Working with some restrictions, we decided to focus on the classes of Lisa Louise Cooke on Saturday and Maureen Taylor on Sunday.
Lisa Louise Cooke
I am a long-term fan and listener of Lisa’s Genealogy Gems Podcast, in addition to being a Facebook friend. Lisa offered three classes on Saturday: “Genealogy Podcasts 101: Free Online “Radio Shows” for Researchers,” “What You Must Know to Save Your Research from Destruction,” and “Tap into Your Inner Private Eye: Tracking Down Living Relatives.” Ellen and I attended the first two classes but, much to our regret, we were unable to stay for the third class.
So here is what I took away from Lisa’s classes:
1. Ask, ask, ask! It is easy to feel self-sufficient and reliant, even when we are having trouble finding records, documents, or the information we need. Asking librarians, archivists, and experts gets results a lot faster. Genealogists are nice people, always (or least most of the time) willing to help by sharing their winning strategies.
2. You should be spending 30% of your time furthering your genealogy education! Lisa is the host and producer of the the Genealogy Gems Podcast, Family History: Genealogy Made Easy podcasts, and hosts the monthly Family Tree Magazine podcast and, if that’s not enough, Lisa also has a Genealogy Gems You Tube channel with genealogy videos.
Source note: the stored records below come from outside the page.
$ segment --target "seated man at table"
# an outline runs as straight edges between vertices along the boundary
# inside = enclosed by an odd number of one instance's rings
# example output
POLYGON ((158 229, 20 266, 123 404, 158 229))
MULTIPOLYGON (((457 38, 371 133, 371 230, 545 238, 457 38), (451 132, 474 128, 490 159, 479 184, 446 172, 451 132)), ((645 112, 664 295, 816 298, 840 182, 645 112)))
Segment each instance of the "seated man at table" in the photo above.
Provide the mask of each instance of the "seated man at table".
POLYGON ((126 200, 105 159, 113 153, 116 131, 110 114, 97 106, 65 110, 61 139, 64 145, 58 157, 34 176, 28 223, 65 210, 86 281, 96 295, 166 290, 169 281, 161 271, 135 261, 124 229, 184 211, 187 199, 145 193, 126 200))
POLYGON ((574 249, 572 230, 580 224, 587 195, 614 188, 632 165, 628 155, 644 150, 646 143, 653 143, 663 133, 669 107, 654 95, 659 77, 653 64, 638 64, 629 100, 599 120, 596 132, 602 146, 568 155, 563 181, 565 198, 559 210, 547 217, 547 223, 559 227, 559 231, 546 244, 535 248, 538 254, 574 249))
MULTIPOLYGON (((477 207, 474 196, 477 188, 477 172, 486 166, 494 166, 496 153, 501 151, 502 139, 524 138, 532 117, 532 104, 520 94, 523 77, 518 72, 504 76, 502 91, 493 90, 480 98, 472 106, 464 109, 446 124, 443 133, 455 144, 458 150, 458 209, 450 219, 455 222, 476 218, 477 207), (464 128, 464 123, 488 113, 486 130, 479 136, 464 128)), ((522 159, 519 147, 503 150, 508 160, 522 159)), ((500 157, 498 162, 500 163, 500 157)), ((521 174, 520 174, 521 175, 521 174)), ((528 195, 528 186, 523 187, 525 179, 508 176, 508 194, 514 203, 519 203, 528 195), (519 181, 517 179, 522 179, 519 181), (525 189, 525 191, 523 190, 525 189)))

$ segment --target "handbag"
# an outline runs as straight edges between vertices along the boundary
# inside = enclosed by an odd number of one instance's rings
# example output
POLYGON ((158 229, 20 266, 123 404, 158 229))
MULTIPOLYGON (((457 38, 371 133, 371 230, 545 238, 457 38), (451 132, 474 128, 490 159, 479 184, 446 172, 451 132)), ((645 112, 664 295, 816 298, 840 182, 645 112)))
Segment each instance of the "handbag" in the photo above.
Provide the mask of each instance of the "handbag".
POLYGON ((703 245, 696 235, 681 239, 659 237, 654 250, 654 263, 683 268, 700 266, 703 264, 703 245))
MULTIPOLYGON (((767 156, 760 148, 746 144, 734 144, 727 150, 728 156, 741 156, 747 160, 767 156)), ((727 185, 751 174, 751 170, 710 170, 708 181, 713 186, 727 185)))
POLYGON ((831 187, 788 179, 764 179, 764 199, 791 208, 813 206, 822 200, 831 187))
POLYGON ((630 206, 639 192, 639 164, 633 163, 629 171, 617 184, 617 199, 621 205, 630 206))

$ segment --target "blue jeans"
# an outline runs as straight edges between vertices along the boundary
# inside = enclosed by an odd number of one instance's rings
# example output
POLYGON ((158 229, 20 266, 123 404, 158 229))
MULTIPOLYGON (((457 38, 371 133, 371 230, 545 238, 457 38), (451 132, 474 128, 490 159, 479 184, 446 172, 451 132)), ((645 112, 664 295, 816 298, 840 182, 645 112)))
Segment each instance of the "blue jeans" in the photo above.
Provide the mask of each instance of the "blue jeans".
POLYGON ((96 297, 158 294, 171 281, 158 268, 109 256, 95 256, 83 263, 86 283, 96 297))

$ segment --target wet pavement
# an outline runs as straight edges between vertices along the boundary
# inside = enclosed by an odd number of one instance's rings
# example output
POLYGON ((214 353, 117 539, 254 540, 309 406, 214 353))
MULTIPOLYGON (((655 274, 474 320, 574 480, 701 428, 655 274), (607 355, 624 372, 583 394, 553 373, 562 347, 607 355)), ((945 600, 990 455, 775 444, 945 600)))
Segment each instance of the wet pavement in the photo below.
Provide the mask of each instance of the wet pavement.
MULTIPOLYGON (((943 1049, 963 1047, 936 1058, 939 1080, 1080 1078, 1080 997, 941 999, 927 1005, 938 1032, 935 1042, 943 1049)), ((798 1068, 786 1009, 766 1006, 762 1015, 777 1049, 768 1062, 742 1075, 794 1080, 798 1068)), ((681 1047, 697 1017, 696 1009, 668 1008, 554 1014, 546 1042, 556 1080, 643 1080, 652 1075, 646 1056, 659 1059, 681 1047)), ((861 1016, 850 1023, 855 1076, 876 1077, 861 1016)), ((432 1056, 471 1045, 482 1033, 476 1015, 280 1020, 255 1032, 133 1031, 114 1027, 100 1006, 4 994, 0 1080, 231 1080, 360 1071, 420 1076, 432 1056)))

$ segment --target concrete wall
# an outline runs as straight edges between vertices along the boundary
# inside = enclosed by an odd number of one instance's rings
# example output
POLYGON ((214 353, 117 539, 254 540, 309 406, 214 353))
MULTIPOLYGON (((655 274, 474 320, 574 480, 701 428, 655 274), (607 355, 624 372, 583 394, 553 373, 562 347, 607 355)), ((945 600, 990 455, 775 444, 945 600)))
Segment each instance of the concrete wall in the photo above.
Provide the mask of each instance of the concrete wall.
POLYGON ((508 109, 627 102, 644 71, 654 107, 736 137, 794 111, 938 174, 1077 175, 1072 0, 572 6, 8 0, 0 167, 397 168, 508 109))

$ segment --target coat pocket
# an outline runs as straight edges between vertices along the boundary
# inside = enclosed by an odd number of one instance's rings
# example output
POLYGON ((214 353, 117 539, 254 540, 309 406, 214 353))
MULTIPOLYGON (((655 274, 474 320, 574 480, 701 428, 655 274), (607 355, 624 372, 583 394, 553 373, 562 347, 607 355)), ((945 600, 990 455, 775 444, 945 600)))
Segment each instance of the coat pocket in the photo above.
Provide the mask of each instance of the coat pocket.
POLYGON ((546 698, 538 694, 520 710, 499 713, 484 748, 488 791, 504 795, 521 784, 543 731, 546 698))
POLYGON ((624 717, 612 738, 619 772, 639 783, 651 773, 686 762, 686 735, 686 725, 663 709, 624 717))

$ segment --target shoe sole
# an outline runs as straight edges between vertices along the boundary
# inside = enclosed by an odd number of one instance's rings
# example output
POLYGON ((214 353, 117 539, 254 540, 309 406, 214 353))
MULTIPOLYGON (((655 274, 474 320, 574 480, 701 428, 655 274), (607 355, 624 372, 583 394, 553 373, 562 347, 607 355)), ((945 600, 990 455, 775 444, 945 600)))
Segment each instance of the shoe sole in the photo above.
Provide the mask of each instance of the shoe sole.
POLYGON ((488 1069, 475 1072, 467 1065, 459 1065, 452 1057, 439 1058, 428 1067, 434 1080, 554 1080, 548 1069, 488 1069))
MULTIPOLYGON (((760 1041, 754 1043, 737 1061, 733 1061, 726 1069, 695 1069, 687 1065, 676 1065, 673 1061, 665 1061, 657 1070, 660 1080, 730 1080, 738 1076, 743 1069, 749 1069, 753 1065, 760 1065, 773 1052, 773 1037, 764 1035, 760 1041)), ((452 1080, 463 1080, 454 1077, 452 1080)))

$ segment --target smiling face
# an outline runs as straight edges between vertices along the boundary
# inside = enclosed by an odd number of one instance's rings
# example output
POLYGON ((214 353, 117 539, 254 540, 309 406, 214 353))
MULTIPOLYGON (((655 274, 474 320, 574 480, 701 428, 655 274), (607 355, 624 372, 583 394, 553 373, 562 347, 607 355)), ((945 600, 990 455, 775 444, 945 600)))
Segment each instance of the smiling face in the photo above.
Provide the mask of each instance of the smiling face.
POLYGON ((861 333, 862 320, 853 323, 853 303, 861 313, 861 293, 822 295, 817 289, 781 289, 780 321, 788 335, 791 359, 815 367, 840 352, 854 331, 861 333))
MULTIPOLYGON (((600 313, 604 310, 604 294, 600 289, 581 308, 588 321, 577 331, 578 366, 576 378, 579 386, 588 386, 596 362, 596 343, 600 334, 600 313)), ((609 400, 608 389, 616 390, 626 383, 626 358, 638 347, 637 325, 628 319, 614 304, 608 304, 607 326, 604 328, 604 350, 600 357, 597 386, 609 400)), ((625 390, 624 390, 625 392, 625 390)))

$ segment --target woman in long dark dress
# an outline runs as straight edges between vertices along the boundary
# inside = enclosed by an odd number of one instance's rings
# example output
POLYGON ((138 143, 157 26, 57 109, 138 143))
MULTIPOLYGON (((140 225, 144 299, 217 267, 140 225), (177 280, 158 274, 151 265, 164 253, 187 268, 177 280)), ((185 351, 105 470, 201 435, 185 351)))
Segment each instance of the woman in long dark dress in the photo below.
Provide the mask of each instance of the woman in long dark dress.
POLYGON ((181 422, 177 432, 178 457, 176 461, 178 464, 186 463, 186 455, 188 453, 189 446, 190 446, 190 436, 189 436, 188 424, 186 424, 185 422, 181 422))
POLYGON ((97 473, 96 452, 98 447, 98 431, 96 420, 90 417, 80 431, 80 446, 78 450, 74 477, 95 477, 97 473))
I’ve written before about podcasts and the great benefit they offer to genealogists for as Lisa describes them, they are a genealogy conference, available free, on your computer as internationally recognized speakers share tips and techniques, answer listener questions, and share news for the genealogy community. My skills and practices have absolutely benefited from listening to podcasts! I would add two tips: i) go back and re-listening is often beneficial as well. If you’re like me, you might forget a few things and ‘refreshers’ are always helpful. ii) use the show notes that are produced as a companion to each show. There is usually a huge wealth of additional information (text, links, videos) that are made available. If you are more of a visual learner like me, the show notes are invaluable.
3. Do some thinking now about what you want for your research after you are gone. I haven’t ever assumed tat one of my children would suddenly get the urge to take over my research work so thinking about what should happen to it after I’m gone just plain makes good sense. I assumed that some library, archive, or genealogy society would be welcoming my research results with open arms and I hadn’t considered the possibility that they might not want it taking up valuable ‘real estate’ on their shelves. We’re conditioned to have a last will and testament ready expressing our wishes for our possessions but what about the research we have invested so much time in! I’ve got some thinking to do!
Above, Lisa Louise Cooke (centre) was kind enough to pose for a photo with myself and Ellen Louise (Lisa’s mother’s name). Both Lisa Louise and Ellen Louise are new ‘grammas’ so there was lots to talk about over lunch!